AI experts from around the world are gathering in Vancouver BC this week for ICLR 2018, the sixth International Conference on Learning Representations, to present the latest advances in AI Learning Representations. Research from Facebook will be presented in peer-reviewed publications and posters. Our researchers and engineers will also be leading and presenting numerous workshops throughout the week.
Join us on LIVE from ICLR 2018
For the first time, we’ll be hosting a Facebook LIVE, and streaming many of the ICLR Main sessions from the ICLR Facebook page, starting Monday at 9:00am PST. Be sure to tune in if you can’t be there in person.
Facebook Research at ICLR 2018:
Mastering the Dungeon: Grounded Language Learning by Mechanical Turker Descent
Zhilin Yang, Saizheng Zhang, Jack Urbanek, Will Feng, Alexander Miller, Arthur Szlam, Douwe Kiela, Jason Weston
Contrary to most natural language processing research, which makes use of static datasets, humans learn language interactively, grounded in an environment. In this work we propose an interactive learning procedure called Mechanical Turker Descent (MTD) that trains agents to execute natural language commands grounded in a fantasy text adventure game. In MTD, Turkers compete to train better agents in the short term, and collaborate by sharing their agents’ skills in the long term. This results in a gamified, engaging experience for the Turkers and a better quality teaching signal for the agents compared to static datasets, as the Turkers naturally adapt the training data to the agent’s abilities.
Intrinsic Motivation and Automatic Curricula via Asymmetric Self-Play
Sainbayar Sukhbaatar, Zeming Lin, Ilya Kostrikov, Gabriel Synnaeve, Arthur Szlam, Rob Fergus
We describe a simple scheme that allows an agent to learn about its environment in an unsupervised manner.

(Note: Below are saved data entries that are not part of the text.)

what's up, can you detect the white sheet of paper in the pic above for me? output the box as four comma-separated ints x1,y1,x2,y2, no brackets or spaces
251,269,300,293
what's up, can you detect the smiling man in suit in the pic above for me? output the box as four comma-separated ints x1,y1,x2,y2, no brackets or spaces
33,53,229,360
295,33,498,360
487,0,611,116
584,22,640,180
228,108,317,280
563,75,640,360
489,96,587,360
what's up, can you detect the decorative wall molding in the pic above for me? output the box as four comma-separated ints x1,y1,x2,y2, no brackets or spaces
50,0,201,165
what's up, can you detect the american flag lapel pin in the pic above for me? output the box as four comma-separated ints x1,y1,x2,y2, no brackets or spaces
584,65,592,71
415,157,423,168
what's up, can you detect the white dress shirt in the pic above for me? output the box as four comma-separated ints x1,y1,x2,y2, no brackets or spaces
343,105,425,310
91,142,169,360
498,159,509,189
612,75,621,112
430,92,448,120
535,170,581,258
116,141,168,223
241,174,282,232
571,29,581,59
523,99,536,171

Our scheme pits two versions of the same agent, Alice and Bob, against one another. Alice proposes a task for Bob to complete; and then Bob attempts to complete the task. In this work we will focus on two kinds of environments: (nearly) reversible environments and environments that can be reset. Alice will “propose” the task by doing a sequence of actions and then Bob must undo or repeat them, respectively. Via an appropriate reward structure, Alice and Bob automatically generate a curriculum of exploration, enabling unsupervised training of the agent. When Bob is deployed on an RL task within the environment, this unsupervised training reduces the number of supervised episodes needed to learn, and in some cases converges to a higher reward.

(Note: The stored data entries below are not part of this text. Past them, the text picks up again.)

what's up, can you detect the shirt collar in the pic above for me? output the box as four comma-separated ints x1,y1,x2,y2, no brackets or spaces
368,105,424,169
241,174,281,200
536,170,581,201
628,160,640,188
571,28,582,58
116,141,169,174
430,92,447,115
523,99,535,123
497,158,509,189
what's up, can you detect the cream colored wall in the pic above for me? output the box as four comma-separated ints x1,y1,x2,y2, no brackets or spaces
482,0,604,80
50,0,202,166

We let agents who speak different languages play a referential game where they have to pick out the correct image. They learn to translate each other’s language to their own “native language” as they get better at playing the game. This kind of translation, without any parallel data from professional translators, is an interesting new research direction for the community, that has recently been gaining traction. Our approach works really well, considering that there is no aligned data and that our training objective is a referential game, rather than directly learning to translate. Learning to translate like this is natural, as it is similar to how humans learn other languages, i.e., by communicating with each other in a shared (visual) environment. In addition to showing that we can achieve this kind of “emergent” translation in multi-agent settings, we highlight several interesting use-cases, such as learning to translate “alien” languages by showing them pictures, and building and examining linguistic communities.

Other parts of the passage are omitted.